Students from Hong Kong Baptist University visited orphans suffering from Aids and other underprivileged children in Cambodia last month.
The 10-day trip included visits to orphanages and other children's centres in Phnom Penh. Sixty-five students went on the trip, which was aimed at raising awareness of social problems, such as poverty and insufficient health care, in Cambodia.
Among the many excursions on their itinerary, the one that left a lasting impression on the students was a trip to a rubbish dump on top of a hill.
Littered with animal corpses and food remains, the rubbish dump is a treasure trove for child scavengers.
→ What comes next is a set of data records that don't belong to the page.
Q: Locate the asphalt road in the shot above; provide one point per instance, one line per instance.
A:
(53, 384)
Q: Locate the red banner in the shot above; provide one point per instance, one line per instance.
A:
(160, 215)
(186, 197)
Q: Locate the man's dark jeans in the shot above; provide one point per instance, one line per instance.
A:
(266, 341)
With mosquitoes swarming around their heads and limbs, children rummage through heaps of rubbish searching for things that can be recycled or sold.
'I was so saddened by the scene. I can't imagine anyone from Hong Kong standing there for more than half an hour. The children were there day and night, looking for anything they can sell,' said Phoebe Wong Yuen-mei, a social work student.
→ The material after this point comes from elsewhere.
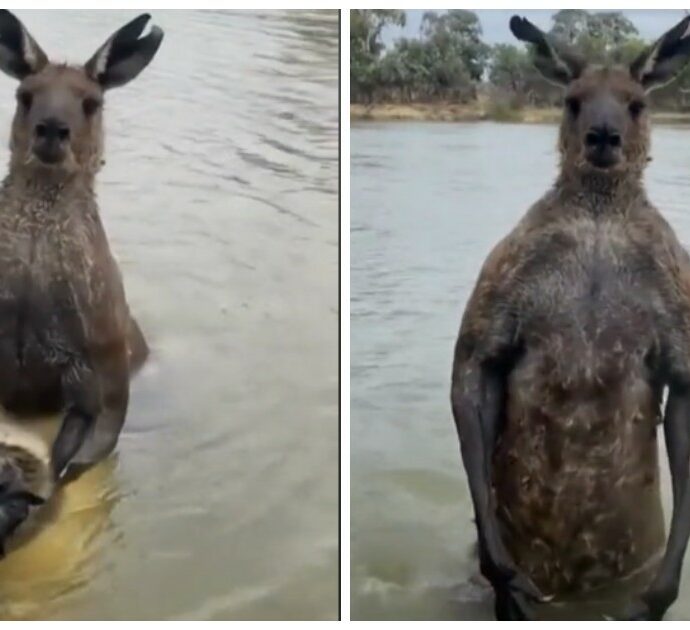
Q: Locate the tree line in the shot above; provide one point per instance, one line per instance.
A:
(449, 61)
Ms Wong was shocked by the poverty.
'I talked to some of the children at the rubbish dump. One told me he needed HK$12 a day to feed his family.
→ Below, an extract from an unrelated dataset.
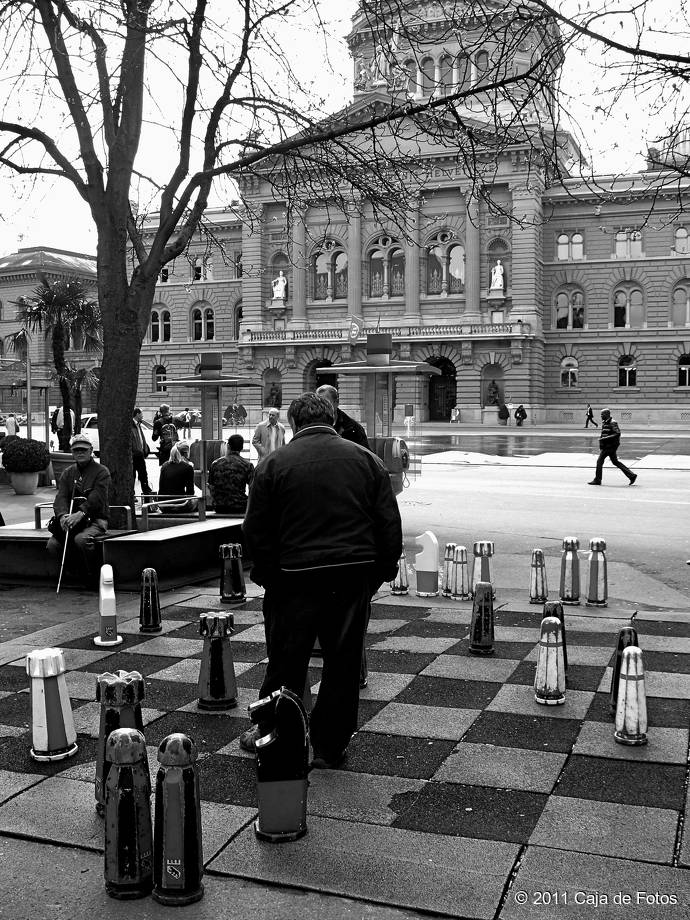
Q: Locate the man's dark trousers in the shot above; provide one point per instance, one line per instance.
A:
(332, 605)
(610, 452)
'To make that amount of money, he had to pick up 30kg of plastic bags,' said Ms Wong.
Visiting orphanages for children suffering from Aids was also a heart-wrenching experience for the students.
Some of the children's parents had died from Aids, and the children had to look after themselves before they found shelter with care workers.
'Many of them were sad and withdrawn. At first, we didn't want to touch or get close to the children. We were afraid that physical contact would put us at risk. But later, we realised that avoiding the children would defeat the purpose of our trip,' said Ms Wong.
'We went [to Cambodia] to help and show our concern. So we told ourselves to relax and we had a great time with them.'
Ms Wong was so touched by the plight of the Cambodian children that she plans to visit them again in December.